Although exercise is the best way to lose weight, you can't lose weight by casual exercise without a plan. You need to make a plan that suits you, and then exercise in a planned way, and make the exercise time and intensity according to your own situation. Generally speaking, the best exercise frequency is once or twice a day, and the time of each stage is about half an hour to forty minutes. There needs to be a certain interval between the two time periods, so take a good rest.
During the exercise, if the new mother feels unwell or tired, she should stop to have a rest, especially when she just started to lose weight. Everyone's physical condition is different Don't think that others should do what they do effectively. Choose the way and method that suits you. What suits you is the best.

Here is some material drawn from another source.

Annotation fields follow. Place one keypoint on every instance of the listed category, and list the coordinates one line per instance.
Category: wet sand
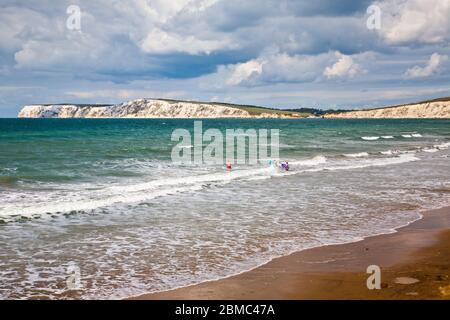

2. Persistence is victory.
The new mother's physical deformation or obesity is accumulated during the ten months of pregnancy. Therefore, losing these meats is not a simple process, and it comes quickly and goes slowly. Therefore, if a new mother decides to lose weight, she must be prepared for a long-term war of resistance and stick to the plan, so that the effect of slimming will be obvious. After getting used to exercise, the new mother will feel less tired when exercising.
You don't have to go to the gym to exercise. You can also find ways to exercise in your daily life, such as climbing stairs and sweeping the floor. Although it seems useless, the effect is still there.
3, it is to lose weight while shaping.
Some people may think that exercise to lose weight is not equal to shaping and modifying the body. In fact, generally speaking, some exercises can only achieve the effect of losing weight. Real physical exercise is mainly to exercise the straightness and flexibility of the body, so as to show the most beautiful side of women.
Step 4 avoid strenuous exercise
Postpartum body is not suitable for any strenuous exercise. Excessive exercise may lead to re-injury of surgical wound or vulvar incision.
5. Warm-up exercise is essential.
Postpartum is a special period, at which warm-up exercise is essential. Do 5- 10 minutes of warm-up training before exercise. The amount of exercise is also recommended to be gradual, so that the body can gradually adapt.
6. Feed your child before exercise.
It's best for mothers to breast-feed their children before exercise. This is because after exercise, the body will produce a lot of lactic acid, which will affect the quality of milk. If you breast-feed your child after exercise, it's best to spend three to four hours.
7. Exercise should be properly hydrated.
You should properly replenish water during exercise. Generally, 15-20 minutes can be supplemented with 100 ml of water. If you sweat a lot, you can appropriately supplement some drinks containing electrolytes. Maternal women should pay special attention to hydration.